Steps to run this code:

1. Ensure Docker daemon is running (you can just launch the desktop app)
2. Upload your pkl files to the container/ directory
3. Execute scripts/run.sh

The run.sh script builds a Docker image using the Dockerfile, then creates a Docker container using the image with strict isolation and security settings.

The container will execute container/unpack_file.py, which reads all pkl files in the mounted container/ directory (using pickletools) and unpacks them into txt files. The container is deleted upon successful execution of run.sh.

After deserializing the pickle files, you can explore their contents in the txt files. This may help you identify malicious code that you wouldn't want executed in your host system.

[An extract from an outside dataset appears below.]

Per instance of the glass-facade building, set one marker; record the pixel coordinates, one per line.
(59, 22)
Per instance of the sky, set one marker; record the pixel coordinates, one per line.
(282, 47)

You can clean up the remaining artifacts by executing scripts/cleanup.sh (pkl files, txt files, Docker image, etc.).

Opcodes

When analyzing, certain opcodes can indicate potentially malicious code or suspicious behavior, especially if the pickled data comes from an untrusted source. Here are some opcodes to watch for:

1. GLOBAL

• Purpose: References a class or function from a module.
• Malicious Indicator: If the global object is from a suspicious or unexpected module, it could lead to execution of harmful code when the module is imported.

2. REDUCE

• Purpose: Indicates that an object can be constructed using a callable (e.g., a class constructor).
• Malicious Indicator: If used with unexpected classes or functions, it may indicate an attempt to execute arbitrary code during unpickling.

3. CALL

• Purpose: Calls a callable object with specified arguments.
• Malicious Indicator: A CALL opcode could invoke arbitrary functions, especially if the function being called is not well-known or is from an untrusted source.

4. SETITEM / APPEND

• Purpose: Used to populate collections (lists, dictionaries).
• Malicious Indicator: If these opcodes are used in a way that constructs unexpected or harmful data structures, it may signal malicious intent.

5. INST

• Purpose: Creates an instance of a class.
• Malicious Indicator: Instances of classes that are not expected or are from untrusted modules can lead to malicious behavior.

6. EXEC

• Purpose: Executes a code object.
• Malicious Indicator: If this opcode appears, it can execute arbitrary code, posing a significant security risk.

7. PUT

• Purpose: Stores a value in a local variable.
• Malicious Indicator: Storing unexpected values can indicate manipulation of the local state, potentially leading to harmful consequences.

8. BUILD

• Purpose: Constructs an object from its attributes after unpacking.
• Malicious Indicator: If the construction process involves unexpected classes or attributes, it can indicate attempts to manipulate objects in harmful ways.

General Cautions

• Imported Modules: Pay attention to any imported modules referenced by GLOBAL or INST opcodes. If they are common libraries but not expected in your context, investigate further.
• Complexity: The more complex the pickle (using many of the above opcodes), the more likely it is to be used for malicious purposes. Simple data structures are generally safer.
• Source Verification: Always verify the source of the pickle data before unpickling. Consider using safer serialization formats (like JSON) for untrusted data.

Be particularly cautious with any opcode that involves executing code, constructing objects, or referencing external modules. Always treat unpickling from untrusted sources as a security risk, and consider safer alternatives whenever possible.